The Fourth of July. Birthday of Nathaniel Hawthorne and Stephen Foster (‘father of American music’), anniversary of the deaths of both Thomas Jefferson and John Adams in 1826. And yes, I make it 244 years since the Continental Congress passed the Declaration of Independence (New York abstaining).
The Oxford Companion to the Year helpfully quotes those lines which must be in the minds of a good many thinking Americans just now as they scan their present political and social landscape, lines regarding those ‘unalienable Rights’, among them, ‘Life, Liberty, and the Pursuit of Happiness’: ‘That to secure these Rights, Governments are instituted among Men, deriving their Just Powers from the Consent of the Governed, that whenever any Form of Government becomes destructive of these Ends, it is the Right of the People to alter or abolish it, and to institute new Government, laying its Foundations on such Principles, and organizing its Powers in such Form, as to them shall seem most likely to effect their Safety and Happiness.’
The Companion also quotes, in addition to George Washington, an Englishman (Marryat) and a Scotsman (Macrae), the orator, activist and author of the classic Narrative of an American Slave, Frederick Douglass, in an address he gave on 4 July 1852: ‘I am not included within the pale of this glorious anniversary!
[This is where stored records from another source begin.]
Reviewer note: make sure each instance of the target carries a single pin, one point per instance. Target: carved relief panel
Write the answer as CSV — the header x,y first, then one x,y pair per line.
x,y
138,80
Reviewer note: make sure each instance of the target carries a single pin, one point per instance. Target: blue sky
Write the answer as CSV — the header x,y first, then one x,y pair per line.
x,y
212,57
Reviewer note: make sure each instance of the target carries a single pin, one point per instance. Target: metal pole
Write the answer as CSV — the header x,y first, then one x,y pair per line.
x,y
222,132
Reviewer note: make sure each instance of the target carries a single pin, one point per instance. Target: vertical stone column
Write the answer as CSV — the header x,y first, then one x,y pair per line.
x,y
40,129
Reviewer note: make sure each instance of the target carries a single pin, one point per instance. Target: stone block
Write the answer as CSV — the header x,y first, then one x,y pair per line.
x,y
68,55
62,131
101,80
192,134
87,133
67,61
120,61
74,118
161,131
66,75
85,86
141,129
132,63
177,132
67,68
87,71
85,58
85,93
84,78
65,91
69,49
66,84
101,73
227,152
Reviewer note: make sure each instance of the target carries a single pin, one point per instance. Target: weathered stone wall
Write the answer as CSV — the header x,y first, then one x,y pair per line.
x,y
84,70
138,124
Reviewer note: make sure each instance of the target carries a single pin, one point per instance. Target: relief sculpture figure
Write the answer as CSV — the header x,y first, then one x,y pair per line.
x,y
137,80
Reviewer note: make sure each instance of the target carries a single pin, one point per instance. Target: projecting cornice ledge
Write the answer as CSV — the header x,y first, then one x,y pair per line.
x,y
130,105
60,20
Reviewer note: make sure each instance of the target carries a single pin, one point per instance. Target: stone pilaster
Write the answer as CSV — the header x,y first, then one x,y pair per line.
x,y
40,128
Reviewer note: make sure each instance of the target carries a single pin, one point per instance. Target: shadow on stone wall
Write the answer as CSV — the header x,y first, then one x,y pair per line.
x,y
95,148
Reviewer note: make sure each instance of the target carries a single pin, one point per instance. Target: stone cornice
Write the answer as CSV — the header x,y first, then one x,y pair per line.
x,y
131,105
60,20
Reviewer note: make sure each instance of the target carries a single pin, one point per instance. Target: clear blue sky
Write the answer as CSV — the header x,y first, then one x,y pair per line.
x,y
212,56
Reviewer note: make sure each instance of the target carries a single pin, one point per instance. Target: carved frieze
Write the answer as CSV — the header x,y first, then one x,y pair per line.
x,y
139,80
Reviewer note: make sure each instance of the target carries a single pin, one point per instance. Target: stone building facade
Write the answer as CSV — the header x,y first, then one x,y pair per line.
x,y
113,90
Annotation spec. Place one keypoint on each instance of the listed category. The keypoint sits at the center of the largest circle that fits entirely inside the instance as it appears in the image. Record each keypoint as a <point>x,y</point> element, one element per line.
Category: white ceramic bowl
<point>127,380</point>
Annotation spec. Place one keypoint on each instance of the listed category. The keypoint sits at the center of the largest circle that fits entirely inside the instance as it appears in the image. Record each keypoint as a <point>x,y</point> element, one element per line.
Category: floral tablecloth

Your high independence only reveals the immeasurable distance between us. The blessings in which you this day rejoice are not enjoyed in common . . . This Fourth of July is yours, not mine. You may rejoice. I must mourn. To drag a man in fetters into the grand illuminated temple of liberty, and call upon him to join you in joyous anthem, were inhuman mockery and sacrilegious irony.’[1]
(Frederick Douglass)
The anniversary of publication of Lewis Carroll’s Alice in Wonderland would have seemed scarily appropriate to the state or states that we’re currently in and, apparently, it was scheduled for release by Macmillan on 4 July 1865. But the illustrator, John Tenniel, was wholly unsatisfied by the quality of the pictures in the finished book and Carroll recalled the entire print run, also asking for the advance copies he’d sent out to be retrieved.
So the occasion would seem to be an all-American one – except that some members of the British government, with the eager connivance of the popular press, have named this ‘Independence Day’ (seemingly forgetful of what and whom America was declaring its independence from), the reopening of pubs, hairdressers, theme parks and restaurants, with added slogans such as ‘eat out to help out’, that ‘help’ surely intended for the hospitality industry rather than the further spreading of the virus.
We are, in any case, a month further on from the Prime Minister telling the House of Commons that he was ‘very proud of our record’ in the fight against Covid-19, just a few days before the estimated total of excess deaths in the United Kingdom passed 63,000.(https://www.theguardian.com/society/2020/jun/09/excess-deaths-in-uk-under-coronavirus-lockdown-pass-63000)
Notes
[1] Bonnie Blackburn and Leofranc Holford-Strevens, The Oxford Companion to the Year (Oxford: Oxford University Press, 1999), 281, 282.